The reason for the administration’s restraint was its addiction to the “signaling theory,” which proved so pernicious in Vietnam. The key decision a president makes is whether or not to use force. But once having made it, he should not do so half-heartedly.

The signaling approach does the exact opposite: It selects military targets not decisive in themselves as a warning of more drastic measures to follow. But an adversary is more likely to interpret restraint as a reluctance to run risks, and so long as the military response is endurable, he has an incentive to wait for the next move. Such a pinprick approach usually generates incentives opposite to the intention; gradual escalation becomes more likely. When the smoke lifted in Iraq, it became apparent that the box into which we claimed to have put Hussein suddenly included the former safe haven.

U.S. Gulf policy requires careful rethinking. We need to rebuild confidence in our purposes and capabilities in the Gulf.

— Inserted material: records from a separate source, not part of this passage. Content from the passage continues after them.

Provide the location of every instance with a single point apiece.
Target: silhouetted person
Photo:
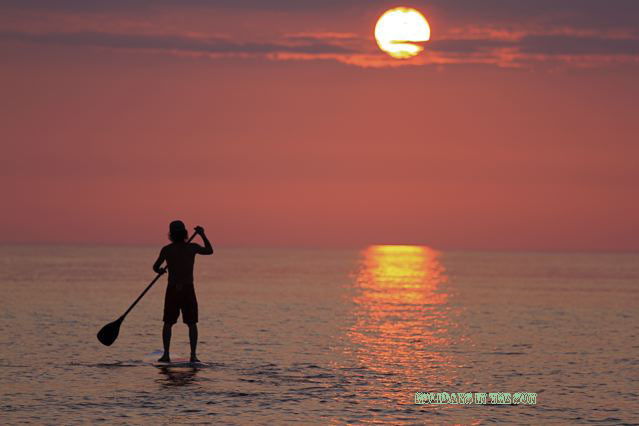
(180, 292)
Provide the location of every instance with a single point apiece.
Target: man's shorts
(180, 300)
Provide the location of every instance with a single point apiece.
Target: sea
(383, 334)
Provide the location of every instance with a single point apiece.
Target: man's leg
(166, 340)
(193, 341)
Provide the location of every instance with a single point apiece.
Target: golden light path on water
(402, 326)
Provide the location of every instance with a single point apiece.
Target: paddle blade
(109, 332)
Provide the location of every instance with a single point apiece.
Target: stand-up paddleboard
(179, 363)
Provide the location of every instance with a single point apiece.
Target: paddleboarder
(180, 292)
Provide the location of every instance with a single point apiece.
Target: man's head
(177, 231)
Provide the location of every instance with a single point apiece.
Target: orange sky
(287, 127)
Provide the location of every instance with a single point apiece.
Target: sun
(399, 30)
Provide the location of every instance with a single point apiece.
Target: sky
(282, 124)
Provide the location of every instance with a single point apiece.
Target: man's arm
(208, 248)
(157, 266)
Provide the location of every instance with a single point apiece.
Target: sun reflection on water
(402, 323)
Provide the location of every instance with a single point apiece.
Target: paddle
(109, 332)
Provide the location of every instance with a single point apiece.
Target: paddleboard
(179, 363)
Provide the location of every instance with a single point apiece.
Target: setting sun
(398, 32)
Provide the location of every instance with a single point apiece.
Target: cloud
(170, 42)
(503, 50)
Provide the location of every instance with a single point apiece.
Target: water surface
(319, 336)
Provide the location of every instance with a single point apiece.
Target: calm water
(322, 337)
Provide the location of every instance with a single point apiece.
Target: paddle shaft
(149, 286)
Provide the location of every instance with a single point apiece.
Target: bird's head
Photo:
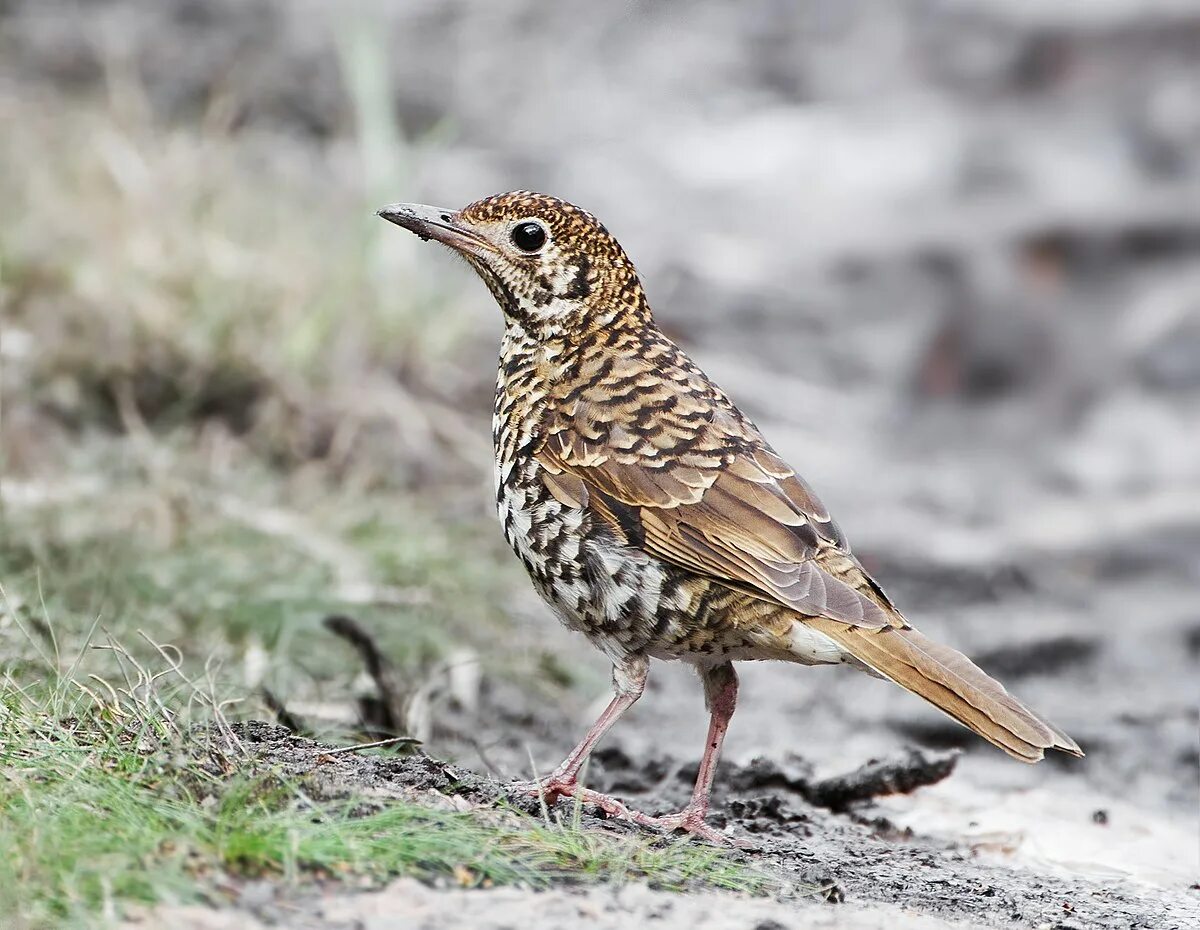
(553, 268)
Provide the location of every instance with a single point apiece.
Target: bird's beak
(432, 222)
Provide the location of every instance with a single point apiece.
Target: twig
(377, 666)
(289, 721)
(389, 742)
(879, 778)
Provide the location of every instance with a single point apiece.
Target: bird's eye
(528, 237)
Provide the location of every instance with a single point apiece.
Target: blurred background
(946, 253)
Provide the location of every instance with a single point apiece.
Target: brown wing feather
(727, 508)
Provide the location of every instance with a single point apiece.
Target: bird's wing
(706, 493)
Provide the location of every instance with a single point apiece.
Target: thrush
(651, 513)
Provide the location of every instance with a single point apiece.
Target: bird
(653, 516)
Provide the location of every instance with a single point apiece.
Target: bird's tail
(952, 683)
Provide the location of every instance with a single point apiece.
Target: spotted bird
(652, 515)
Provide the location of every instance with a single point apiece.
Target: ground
(957, 291)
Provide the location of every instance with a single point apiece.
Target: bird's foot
(551, 789)
(689, 820)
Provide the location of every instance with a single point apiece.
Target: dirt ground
(958, 292)
(857, 869)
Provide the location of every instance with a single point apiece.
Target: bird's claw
(690, 820)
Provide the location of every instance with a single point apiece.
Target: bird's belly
(627, 600)
(623, 599)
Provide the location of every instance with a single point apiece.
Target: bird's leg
(721, 696)
(628, 682)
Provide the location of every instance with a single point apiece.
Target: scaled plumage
(652, 515)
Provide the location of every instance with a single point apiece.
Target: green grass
(108, 798)
(118, 643)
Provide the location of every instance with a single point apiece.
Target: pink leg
(721, 696)
(628, 682)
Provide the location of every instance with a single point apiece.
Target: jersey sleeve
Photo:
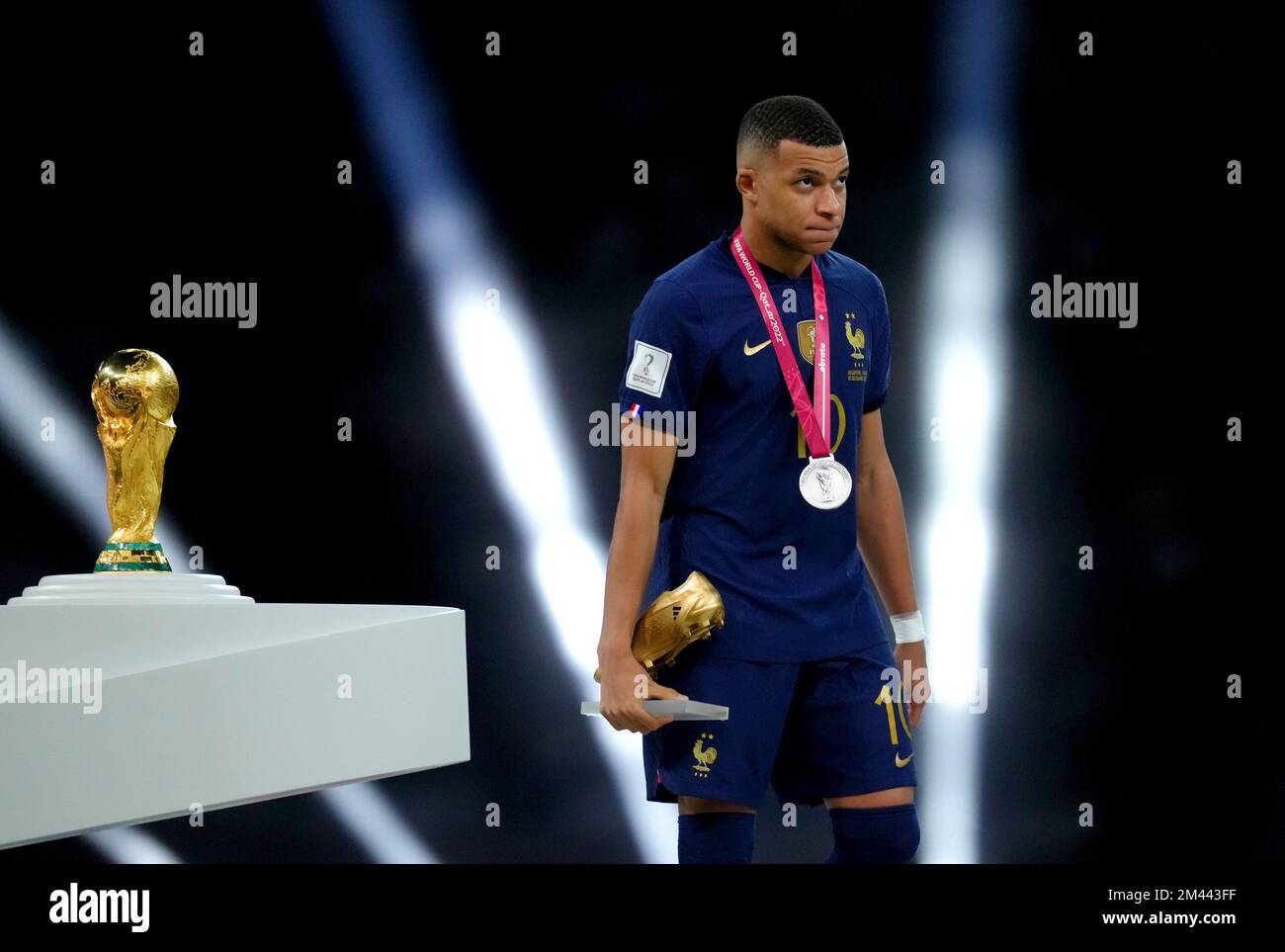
(881, 355)
(667, 355)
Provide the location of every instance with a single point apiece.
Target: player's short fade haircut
(797, 119)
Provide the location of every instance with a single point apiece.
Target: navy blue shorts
(830, 728)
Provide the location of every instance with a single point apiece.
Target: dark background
(1106, 686)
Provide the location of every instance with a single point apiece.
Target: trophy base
(129, 587)
(132, 557)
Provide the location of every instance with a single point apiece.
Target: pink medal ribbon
(827, 488)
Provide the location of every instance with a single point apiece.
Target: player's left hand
(915, 690)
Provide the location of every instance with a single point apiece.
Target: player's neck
(769, 252)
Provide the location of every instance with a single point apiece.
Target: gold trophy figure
(133, 393)
(679, 617)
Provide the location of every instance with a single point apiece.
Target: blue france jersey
(791, 575)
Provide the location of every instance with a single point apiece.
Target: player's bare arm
(646, 463)
(886, 549)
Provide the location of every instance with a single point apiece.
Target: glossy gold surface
(677, 618)
(133, 394)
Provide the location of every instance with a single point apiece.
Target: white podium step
(207, 698)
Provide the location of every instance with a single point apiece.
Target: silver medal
(825, 481)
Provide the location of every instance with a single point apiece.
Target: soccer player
(802, 661)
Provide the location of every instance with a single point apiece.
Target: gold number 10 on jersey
(838, 434)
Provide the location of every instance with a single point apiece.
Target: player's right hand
(625, 686)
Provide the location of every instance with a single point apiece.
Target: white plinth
(209, 698)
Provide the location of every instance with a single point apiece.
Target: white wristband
(908, 627)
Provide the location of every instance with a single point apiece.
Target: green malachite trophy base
(132, 557)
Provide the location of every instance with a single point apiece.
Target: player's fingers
(666, 693)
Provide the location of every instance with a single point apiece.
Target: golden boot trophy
(677, 618)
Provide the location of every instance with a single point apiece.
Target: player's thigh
(701, 805)
(891, 797)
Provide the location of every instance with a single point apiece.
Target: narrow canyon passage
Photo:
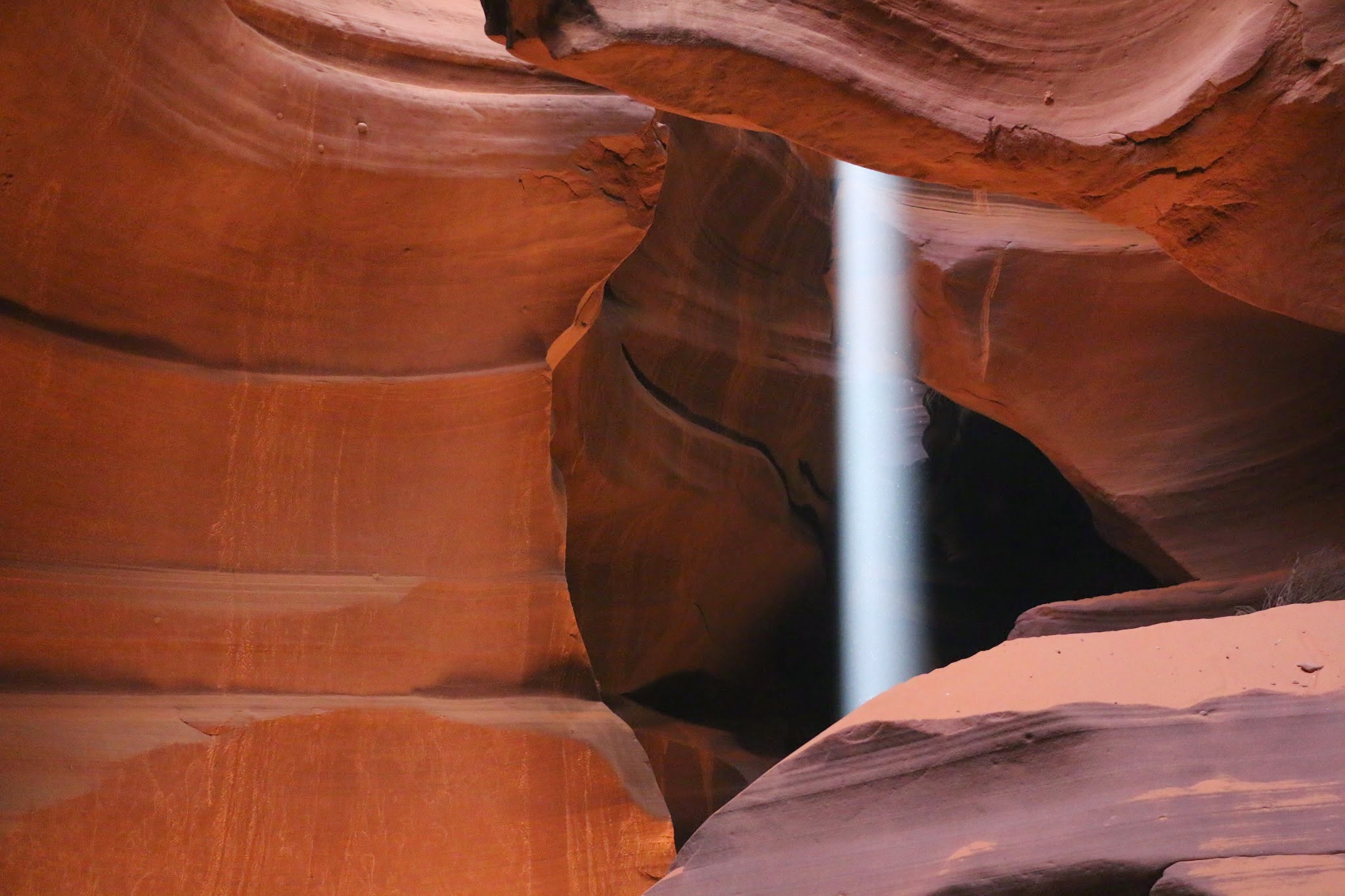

We must define a policy toward Iraq that relates our declared objective of overthrowing Hussein to our equally explicit commitment to the territorial integrity of the country. And if we find these irreconcilable, we will have to make a choice. We must relate our policy of isolating Iran to our European allies’ reluctance to follow such a course.

In short, we must either elevate “dual containment” from a slogan into a strategy or define a strategy we are capable of implementing.